For the primary outcome, per-protocol analysis will also be conducted among participants who have completed baseline and endpoint assessments. The secondary outcome measurements will be analyzed with similar models to those used for the co-primary, continuous variables and logistic regression for dichotomized outcomes.
No interim analysis is planned.
All tests will be one-sided. The primary results will be examined at a significance level of 0.0125 (co-primary outcome). For secondary outcomes, the threshold for significance will be fixed at 0.025. All analyses will be performed using SAS version 9.4 (SAS Institute Inc) by the team of statisticians of the Unité de Soutien Méthodologique, Direction of Clinical Research, University Hospital of Dijon, France. Statistical code will not be made public.
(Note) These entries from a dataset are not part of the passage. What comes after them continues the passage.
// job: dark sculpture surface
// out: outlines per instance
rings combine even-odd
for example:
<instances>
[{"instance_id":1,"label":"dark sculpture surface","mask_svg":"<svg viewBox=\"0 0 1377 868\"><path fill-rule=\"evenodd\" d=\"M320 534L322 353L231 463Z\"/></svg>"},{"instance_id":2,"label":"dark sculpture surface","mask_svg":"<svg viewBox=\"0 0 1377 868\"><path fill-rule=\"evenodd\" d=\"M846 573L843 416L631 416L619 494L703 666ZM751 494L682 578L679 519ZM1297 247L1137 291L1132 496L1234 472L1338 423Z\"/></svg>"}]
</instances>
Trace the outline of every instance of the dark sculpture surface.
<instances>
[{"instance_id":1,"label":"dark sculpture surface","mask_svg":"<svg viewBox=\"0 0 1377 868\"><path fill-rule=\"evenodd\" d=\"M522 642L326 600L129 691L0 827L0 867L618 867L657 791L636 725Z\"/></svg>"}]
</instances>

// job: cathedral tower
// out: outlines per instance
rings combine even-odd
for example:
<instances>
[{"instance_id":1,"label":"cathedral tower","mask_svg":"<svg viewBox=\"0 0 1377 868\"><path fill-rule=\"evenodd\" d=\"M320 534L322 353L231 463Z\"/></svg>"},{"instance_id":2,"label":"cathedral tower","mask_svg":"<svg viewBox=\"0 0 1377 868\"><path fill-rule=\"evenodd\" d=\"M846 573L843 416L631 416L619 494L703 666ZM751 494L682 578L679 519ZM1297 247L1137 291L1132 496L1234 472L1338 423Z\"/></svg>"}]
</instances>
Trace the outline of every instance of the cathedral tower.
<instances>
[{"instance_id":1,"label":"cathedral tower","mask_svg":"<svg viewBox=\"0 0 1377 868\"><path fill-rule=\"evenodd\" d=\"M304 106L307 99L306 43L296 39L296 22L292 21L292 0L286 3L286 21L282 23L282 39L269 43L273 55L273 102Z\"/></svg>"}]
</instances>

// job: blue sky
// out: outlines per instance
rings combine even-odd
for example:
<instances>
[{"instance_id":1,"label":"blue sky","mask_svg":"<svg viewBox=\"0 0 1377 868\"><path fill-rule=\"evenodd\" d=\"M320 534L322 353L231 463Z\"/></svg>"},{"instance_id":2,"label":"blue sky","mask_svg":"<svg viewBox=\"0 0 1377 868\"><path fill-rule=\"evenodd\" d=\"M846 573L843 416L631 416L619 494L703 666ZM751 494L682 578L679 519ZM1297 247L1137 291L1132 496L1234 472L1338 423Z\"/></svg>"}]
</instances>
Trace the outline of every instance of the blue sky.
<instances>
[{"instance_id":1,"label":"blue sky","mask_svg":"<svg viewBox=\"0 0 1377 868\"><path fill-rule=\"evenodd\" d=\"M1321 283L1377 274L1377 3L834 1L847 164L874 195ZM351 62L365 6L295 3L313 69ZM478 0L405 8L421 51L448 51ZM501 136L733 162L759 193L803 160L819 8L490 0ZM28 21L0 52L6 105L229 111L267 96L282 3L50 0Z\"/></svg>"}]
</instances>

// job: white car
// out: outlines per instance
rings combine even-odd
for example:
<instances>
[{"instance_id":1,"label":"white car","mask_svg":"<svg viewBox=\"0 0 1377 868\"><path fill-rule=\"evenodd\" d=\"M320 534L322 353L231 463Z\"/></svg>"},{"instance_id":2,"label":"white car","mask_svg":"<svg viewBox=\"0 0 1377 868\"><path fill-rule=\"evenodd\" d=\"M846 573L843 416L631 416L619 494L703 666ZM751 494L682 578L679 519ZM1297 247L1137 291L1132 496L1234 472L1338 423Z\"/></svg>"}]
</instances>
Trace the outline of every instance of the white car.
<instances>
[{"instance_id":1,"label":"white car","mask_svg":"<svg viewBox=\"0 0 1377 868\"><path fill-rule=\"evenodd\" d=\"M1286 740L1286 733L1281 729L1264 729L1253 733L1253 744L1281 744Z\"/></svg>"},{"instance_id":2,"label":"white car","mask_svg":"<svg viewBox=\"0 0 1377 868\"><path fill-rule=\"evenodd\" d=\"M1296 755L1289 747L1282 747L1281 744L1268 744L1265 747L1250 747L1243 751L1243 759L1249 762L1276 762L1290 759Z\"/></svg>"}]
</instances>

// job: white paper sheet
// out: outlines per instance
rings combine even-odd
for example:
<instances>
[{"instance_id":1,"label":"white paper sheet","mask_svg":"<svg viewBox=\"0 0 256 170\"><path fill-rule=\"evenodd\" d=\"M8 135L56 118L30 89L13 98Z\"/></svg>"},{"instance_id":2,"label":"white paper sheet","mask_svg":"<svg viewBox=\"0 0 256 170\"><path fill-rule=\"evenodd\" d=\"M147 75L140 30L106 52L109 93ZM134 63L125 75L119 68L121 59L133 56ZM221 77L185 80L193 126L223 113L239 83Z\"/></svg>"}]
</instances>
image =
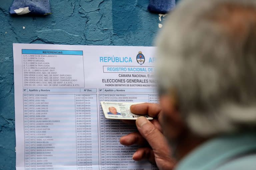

Data management (data entry, coding, security and storage) and statistical evaluation will be carried out by the Clinical Research Department of the Dijon University Hospital, which is a service which is independent of the care units where the patients will be treated.
Only the patient’s anonymous code is reported in the case report form (CRF). This is comprised of the patient’s initials (first letter of the family name and the first name), the number of the centre and the number corresponding to the position in the list of inclusions.